Officers are constantly trained on the current rulings of the Court involving search and seizure. A defendant should never worry about an illegal search because this is usually one of the first areas examined by the Court and attorneys. If a search is held to be illegal, all charges against a defendant will more than likely be dropped.
What Is The Curfew Time And Age Limits In The City Of Willmar?
It is unlawful for any person under age (16) to be in or upon or loiter at any public place between the hours of 11:00 p.m. and 5:00 a.m. unless accompanied by a responsible adult. Anyone age 16 or 17 cannot be loitering in a public place between the hours of 12:00 midnight and 5:00 a.m. unless accompanied by a responsible adult. There are some exceptions to curfew limitations. If you are at a job, or returning from a supervised activity and traveling in a direct path from the job or event to your home, you will be excused. The key point is that if you are under age 18, you need to have adult supervision present, or be able to show that you are in direct travel from a job or event where supervision was present, to your residence. This does not include stopping off for groceries or running other errands.

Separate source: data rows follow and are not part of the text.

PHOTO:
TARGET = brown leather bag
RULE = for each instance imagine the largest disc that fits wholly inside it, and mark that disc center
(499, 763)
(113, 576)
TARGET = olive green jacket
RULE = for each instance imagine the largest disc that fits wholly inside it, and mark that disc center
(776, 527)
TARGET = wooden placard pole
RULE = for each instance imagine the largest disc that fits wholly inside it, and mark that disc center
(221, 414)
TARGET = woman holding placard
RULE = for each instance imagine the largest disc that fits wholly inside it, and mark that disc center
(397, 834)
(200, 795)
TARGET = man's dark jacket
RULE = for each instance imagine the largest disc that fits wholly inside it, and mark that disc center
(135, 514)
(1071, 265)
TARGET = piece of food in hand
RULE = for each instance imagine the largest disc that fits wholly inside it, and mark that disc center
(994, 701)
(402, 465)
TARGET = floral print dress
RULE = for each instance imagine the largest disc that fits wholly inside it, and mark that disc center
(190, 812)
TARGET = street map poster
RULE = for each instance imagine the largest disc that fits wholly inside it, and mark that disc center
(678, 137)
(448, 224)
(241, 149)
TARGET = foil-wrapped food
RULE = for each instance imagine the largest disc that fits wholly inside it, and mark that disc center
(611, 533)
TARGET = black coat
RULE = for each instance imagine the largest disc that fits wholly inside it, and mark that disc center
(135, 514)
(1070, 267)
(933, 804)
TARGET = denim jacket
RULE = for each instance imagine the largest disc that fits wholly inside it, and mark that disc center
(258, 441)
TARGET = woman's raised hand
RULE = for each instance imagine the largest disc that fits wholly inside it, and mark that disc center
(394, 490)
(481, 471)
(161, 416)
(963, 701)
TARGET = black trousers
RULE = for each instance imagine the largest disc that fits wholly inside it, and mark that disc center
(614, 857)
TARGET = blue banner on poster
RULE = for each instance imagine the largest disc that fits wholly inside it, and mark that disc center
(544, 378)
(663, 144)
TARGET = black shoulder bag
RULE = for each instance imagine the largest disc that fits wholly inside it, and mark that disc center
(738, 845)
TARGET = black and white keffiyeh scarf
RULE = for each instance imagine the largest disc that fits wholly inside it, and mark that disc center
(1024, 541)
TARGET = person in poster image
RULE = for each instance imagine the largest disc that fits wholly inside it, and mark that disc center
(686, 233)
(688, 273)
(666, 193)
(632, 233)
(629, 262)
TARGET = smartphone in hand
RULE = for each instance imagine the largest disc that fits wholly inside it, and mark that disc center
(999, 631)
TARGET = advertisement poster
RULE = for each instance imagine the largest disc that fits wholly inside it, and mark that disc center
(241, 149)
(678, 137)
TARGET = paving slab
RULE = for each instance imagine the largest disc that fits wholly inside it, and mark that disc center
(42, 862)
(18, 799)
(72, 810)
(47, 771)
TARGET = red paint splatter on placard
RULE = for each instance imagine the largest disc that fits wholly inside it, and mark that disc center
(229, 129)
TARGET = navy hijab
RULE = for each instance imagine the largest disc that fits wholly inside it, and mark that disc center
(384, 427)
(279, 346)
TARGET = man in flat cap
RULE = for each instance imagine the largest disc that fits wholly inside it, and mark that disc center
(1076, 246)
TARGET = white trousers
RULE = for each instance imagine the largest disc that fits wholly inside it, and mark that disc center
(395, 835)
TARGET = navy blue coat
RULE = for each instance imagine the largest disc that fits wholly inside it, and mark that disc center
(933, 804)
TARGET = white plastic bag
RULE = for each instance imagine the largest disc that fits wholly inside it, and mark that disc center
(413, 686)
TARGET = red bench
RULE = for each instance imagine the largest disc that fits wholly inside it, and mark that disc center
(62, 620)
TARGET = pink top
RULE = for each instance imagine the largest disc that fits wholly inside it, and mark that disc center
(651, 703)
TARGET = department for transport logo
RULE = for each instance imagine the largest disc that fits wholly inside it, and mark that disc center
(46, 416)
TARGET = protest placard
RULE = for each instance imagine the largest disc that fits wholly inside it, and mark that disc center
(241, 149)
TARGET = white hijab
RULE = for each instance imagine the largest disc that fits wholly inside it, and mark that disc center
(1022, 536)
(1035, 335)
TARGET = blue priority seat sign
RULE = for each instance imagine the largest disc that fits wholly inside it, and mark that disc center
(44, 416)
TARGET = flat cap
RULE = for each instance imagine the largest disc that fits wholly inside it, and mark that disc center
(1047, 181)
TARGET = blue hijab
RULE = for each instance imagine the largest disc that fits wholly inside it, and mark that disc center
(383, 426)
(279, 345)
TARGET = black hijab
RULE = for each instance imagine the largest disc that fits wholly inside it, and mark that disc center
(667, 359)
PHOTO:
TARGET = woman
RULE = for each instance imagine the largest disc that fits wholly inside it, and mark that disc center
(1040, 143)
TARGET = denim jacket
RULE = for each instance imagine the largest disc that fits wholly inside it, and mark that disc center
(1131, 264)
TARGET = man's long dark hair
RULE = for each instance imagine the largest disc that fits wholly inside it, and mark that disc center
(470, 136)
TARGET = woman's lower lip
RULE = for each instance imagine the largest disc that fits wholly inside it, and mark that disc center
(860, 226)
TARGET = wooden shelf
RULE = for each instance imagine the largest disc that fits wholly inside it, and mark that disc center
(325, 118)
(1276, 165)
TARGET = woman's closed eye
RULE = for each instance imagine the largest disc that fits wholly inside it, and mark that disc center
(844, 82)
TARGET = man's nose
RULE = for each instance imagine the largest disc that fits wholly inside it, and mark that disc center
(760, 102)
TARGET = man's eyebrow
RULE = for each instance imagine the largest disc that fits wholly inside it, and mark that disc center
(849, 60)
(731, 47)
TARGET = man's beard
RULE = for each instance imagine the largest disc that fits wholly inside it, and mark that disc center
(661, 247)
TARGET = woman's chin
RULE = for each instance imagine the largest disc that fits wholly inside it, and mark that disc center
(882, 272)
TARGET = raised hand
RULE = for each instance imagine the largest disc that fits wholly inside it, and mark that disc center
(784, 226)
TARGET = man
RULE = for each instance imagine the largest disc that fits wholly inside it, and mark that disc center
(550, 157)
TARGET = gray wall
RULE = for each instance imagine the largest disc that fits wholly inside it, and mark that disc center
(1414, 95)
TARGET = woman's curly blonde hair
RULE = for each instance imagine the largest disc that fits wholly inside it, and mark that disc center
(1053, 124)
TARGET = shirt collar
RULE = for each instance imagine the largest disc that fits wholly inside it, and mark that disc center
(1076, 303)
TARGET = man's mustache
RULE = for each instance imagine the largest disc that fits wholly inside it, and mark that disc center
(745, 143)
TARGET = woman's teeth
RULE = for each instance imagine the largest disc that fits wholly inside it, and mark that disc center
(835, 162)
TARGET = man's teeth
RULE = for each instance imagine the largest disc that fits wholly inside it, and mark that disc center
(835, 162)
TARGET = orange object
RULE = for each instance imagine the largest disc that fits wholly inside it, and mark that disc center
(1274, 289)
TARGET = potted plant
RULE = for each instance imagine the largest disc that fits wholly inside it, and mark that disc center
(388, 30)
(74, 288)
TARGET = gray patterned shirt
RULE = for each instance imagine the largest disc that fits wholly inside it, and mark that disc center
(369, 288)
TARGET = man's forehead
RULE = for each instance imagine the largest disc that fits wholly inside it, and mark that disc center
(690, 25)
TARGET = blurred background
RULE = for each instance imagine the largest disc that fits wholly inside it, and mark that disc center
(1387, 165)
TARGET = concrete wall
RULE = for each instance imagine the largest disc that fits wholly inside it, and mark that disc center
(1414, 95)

Parents also share responsibility in the following manner. It is unlawful for any parent or other adult having the legal care of any juvenile to allow or permit the juvenile to violate the curfew ordinance. This person; however, cannot be prosecuted unless he/she has been notified in writing of a prior curfew violation committed by the juvenile. Such notification may be made by any law enforcement officer, probation officer, court services officer, or court administrator, and may be either personally served or mailed.
A curfew violation is a City of Willmar Ordinance #10-62 violation. The fine is $25.00 for each offense after two initial offenses.
What Is The Law Relating To Fireworks In The State Of Minnesota?
Minnesota law changed on April 30, 2002, to allow people to possess and use sparkling, non-explosive, non-arial fireworks items. The statute regulating fireworks is MN Statute 624.20(C).
Basically if the fireworks are explosive or become aerial during discharge, it is illegal to possess or use. This would include fireworks of the type commonly known as "firecrackers", "lady-fingers", "sky rockets", "bottle rockets", missile type rockets, aerial spinners, planes, helicopters or UFO's, Roman candles, mines or shells (which are a heavy cardboard or paper tube attached to a base and upon ignition stars, balls, or reports are propelled into the air), Chasers, or Parachutes.
So now you probably wonder what is legal? Well, the law allows you to posses and use:
- Wire or wood sparklers of not more than 100 grams of mixture per item
- Novelty items such as snakes, glow worms, smoke devices or trick noisemakers, which include paper streamers, party poppers, string poppers, snappers, and drop pops, each consisting of not more than twenty-five hundredths grains of explosive mixture.
- Other sparkling items which are non-explosive and non-aerial and contain 75 grams or less of chemical mixture per tube or a total of 200 grams or less for multiple tubes. This type of item would include: cylindrical fountains, cone fountains, illuminating torches, wheels, ground spinners, flitter sparklers, and flash/strobes.